I follow the mantra "Never trust a salemen, Why? because it saves time later"
But really, would you even allow anyone through the door trying to sell a product where the supplier rejects some of the benefits themselves.
Only a marketing 'genius' could come up with that pitch Mind you once the marketing dept has been converted to a call centre it would be ripe for outsourcing...
Evil marketeer here.
Having preyed on many a clueless PHB over the years you are right not to trust any of them. Always remember that "Award Winning Salesman" means awarded for sucking money out of customers. Like a successful paedophile being promoted to Head of Social Services, this is not a good thing for the customers.
Smart managers start with a problem they want to solve, not a new piece of shiny they want to buy. They listen to salespeople and watch their pitches but they always remember it's been tailored to make that product look good and should be aware that the product may right at the edge of what it can do without massive extra work.

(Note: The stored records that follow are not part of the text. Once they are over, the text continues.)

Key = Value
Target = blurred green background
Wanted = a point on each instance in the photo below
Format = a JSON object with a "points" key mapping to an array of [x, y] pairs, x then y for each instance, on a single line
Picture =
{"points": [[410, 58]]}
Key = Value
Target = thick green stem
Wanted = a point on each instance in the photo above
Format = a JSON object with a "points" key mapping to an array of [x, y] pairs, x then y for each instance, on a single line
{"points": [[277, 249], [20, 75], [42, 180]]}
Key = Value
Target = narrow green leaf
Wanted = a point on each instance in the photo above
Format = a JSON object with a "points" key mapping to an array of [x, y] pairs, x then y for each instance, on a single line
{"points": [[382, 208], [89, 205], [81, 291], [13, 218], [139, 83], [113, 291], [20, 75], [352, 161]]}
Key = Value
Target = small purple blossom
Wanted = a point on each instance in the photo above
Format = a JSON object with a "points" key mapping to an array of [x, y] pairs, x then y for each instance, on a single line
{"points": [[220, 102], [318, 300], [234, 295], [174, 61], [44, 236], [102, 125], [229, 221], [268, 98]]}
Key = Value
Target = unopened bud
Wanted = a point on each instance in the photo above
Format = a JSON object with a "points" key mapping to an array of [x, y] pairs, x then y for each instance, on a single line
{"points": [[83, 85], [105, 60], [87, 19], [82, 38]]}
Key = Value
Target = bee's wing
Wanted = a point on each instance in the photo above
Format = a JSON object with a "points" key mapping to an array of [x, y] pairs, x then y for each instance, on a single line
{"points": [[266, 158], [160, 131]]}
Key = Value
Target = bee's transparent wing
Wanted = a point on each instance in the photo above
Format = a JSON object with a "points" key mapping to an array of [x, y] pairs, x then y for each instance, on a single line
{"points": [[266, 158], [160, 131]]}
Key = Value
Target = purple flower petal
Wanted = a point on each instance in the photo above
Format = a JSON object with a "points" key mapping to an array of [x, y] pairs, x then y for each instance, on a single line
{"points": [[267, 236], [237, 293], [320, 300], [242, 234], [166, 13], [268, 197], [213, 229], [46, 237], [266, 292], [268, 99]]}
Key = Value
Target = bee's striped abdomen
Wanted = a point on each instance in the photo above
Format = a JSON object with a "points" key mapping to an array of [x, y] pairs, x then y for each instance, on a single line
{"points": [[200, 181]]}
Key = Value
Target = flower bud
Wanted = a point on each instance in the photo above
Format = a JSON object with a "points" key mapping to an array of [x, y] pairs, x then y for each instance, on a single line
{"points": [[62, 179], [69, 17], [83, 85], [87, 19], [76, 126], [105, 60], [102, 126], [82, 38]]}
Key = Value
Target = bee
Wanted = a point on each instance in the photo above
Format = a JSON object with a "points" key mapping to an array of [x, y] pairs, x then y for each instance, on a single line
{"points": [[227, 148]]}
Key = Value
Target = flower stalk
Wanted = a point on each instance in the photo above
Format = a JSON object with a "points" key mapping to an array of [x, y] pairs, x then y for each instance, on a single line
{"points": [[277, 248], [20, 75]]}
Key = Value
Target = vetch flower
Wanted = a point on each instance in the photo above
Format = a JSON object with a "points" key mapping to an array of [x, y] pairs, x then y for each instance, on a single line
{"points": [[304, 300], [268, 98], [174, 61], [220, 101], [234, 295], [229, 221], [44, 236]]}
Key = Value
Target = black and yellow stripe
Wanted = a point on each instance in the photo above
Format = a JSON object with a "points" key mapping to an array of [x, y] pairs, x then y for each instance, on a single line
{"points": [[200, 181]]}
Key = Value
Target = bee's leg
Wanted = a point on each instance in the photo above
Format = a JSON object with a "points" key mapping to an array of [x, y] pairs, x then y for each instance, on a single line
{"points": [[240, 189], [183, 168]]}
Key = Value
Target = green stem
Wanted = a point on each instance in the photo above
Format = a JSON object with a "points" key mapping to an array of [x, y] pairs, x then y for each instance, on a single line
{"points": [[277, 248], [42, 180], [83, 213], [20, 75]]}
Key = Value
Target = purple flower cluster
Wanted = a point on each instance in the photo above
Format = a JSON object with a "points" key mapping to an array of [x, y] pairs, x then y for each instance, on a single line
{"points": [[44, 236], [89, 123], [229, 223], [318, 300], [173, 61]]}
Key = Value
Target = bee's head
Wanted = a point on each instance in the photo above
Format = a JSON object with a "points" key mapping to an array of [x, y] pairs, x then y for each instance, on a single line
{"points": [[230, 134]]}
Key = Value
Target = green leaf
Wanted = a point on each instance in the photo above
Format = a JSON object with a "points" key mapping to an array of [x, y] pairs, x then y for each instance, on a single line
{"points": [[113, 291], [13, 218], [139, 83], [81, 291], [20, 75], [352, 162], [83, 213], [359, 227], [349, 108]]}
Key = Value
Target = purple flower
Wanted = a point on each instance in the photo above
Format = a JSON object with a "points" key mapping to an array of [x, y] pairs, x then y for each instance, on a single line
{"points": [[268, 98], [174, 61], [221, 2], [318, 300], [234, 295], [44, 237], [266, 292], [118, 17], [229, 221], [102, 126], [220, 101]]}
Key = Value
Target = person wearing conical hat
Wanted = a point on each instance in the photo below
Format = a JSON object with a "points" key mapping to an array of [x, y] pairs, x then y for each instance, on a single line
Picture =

"...Smart managers start with a problem they want to solve, not a new piece of shiny they want to buy..."
This!
This has always been part of my approach to interviewing consultant level staff.
First off for anything technical, ask what they feel strongest in - that way you avoid asking questions on their weakest subject by accident. And if they're crap at that, chances are they suck at everything else, too.
I would expect anyone at that level to be able to sketch me out a quick back of the napkin design on a chosen bit of tech. The next question can be the toughest though..."Ok...so now pretend I am the FD of a company...tell me _why_ I should buy that..."
I'm looking for the ones who can say you shouldn't or asking me what I hope to achieve or...what are the problems we are having and let's approach it from that perspective rather than selling shiny.